Me faz lembrar um comentário que fiz no último texto da série do João Bernardo sobre ecologia: gente cada vez mais interessada em “autoabastecer-se” de tomates, mas que não dá a mínima para saber como a água chega à sua casa para a rega, como a terra que compra chega até o supermercado de seu bairro, como pagam o seu salário: para eles, a liberdade está em se plantar o próprio tomate.
Não seria isso um tipo de espaço seguro, idílico, uma modalidade de autodefesa subjetiva contra a verdadeira multidão das relações sociais?

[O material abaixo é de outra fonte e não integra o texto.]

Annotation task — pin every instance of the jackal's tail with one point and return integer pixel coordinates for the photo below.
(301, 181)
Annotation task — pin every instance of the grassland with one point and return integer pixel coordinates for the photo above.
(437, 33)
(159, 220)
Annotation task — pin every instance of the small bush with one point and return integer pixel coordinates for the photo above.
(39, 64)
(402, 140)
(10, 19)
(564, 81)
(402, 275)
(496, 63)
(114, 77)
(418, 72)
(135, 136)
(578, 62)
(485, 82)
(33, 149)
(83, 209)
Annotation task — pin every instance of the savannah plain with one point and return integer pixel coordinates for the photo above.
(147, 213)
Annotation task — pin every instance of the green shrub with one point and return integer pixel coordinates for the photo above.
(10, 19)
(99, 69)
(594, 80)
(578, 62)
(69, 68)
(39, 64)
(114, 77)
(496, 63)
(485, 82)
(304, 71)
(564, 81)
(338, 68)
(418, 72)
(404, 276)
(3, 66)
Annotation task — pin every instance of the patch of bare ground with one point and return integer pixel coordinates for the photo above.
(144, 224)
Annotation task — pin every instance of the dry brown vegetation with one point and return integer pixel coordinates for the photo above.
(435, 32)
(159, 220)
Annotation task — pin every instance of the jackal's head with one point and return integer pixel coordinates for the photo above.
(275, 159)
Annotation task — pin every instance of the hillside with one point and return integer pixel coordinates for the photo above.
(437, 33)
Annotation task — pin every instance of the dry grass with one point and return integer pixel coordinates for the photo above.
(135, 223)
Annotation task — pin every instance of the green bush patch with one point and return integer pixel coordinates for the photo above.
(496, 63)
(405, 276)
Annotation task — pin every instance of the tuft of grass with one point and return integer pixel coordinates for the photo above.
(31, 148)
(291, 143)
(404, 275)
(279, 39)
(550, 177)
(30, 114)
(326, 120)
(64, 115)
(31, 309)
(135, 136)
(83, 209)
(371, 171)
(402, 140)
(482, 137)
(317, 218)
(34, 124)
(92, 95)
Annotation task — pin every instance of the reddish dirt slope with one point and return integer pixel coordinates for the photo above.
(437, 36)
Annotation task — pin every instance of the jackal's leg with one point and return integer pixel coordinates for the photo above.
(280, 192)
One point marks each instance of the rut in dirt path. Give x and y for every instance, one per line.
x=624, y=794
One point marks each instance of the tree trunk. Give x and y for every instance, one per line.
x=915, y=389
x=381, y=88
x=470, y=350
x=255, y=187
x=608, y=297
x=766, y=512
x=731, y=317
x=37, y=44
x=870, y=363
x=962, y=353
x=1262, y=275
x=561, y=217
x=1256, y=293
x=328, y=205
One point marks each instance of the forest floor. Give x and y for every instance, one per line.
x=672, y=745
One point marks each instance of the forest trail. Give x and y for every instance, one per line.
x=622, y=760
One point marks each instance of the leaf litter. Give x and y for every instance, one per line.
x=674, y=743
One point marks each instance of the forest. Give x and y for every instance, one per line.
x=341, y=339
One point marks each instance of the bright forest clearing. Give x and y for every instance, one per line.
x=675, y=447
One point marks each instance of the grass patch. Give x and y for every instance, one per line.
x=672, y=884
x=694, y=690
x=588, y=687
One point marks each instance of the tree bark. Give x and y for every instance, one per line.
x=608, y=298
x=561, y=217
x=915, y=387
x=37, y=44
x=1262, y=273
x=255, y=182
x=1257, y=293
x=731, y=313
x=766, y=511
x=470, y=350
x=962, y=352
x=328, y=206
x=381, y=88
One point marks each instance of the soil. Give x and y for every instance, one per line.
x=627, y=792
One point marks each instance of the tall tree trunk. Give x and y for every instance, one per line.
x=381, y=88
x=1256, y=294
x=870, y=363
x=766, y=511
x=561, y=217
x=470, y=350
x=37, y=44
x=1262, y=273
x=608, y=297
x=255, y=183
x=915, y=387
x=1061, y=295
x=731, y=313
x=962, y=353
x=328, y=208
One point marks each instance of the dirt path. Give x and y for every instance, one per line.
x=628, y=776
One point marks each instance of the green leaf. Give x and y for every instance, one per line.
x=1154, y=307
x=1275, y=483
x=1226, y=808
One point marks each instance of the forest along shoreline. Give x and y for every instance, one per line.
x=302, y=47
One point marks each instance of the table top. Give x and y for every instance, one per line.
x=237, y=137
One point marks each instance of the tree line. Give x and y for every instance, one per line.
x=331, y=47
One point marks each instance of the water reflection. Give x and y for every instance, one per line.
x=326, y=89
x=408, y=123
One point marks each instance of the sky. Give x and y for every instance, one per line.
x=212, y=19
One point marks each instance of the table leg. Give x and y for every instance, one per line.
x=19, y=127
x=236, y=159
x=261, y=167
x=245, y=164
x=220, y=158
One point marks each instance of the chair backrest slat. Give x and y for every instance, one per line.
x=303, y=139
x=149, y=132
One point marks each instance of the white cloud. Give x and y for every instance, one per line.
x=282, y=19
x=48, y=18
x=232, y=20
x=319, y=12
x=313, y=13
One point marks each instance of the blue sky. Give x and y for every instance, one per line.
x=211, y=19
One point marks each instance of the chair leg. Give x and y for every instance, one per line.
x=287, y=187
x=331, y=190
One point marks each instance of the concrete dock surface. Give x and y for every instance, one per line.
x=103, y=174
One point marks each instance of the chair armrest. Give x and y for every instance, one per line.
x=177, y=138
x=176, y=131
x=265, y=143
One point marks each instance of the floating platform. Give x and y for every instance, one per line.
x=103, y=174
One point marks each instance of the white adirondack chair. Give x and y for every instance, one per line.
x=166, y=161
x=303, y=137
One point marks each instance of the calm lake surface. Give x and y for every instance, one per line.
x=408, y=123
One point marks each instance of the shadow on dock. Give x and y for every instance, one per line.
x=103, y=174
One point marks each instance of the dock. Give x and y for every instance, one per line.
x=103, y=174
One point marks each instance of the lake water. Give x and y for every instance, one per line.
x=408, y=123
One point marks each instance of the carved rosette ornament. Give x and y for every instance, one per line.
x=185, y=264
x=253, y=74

outras reflexões sobre o asterisco do texto:
não se pode perder de vista os efeitos materiais de Junho, como a redução da passagem do transporte público em centenas de cidades brasileiras. Ou seja, a pauta do transporte público teve efeitos duradouros que não se esvairão tão rápido quanto às emoções da tal “guinada à direita”. Guinada essa que não deixou marcas políticas maiores do que a emoção. Também subjaz a pauta pela desmilitarização da polícia, o que parece ser a grande temática por trás do fenômeno dos Black Blocks, encavalado por Amarildos e afins, polarizando como nunca setores da população contra as forças policiais militares especialmente em SP e RJ: a repressão em Junho deixou esta marca que continua a doer em muita gente.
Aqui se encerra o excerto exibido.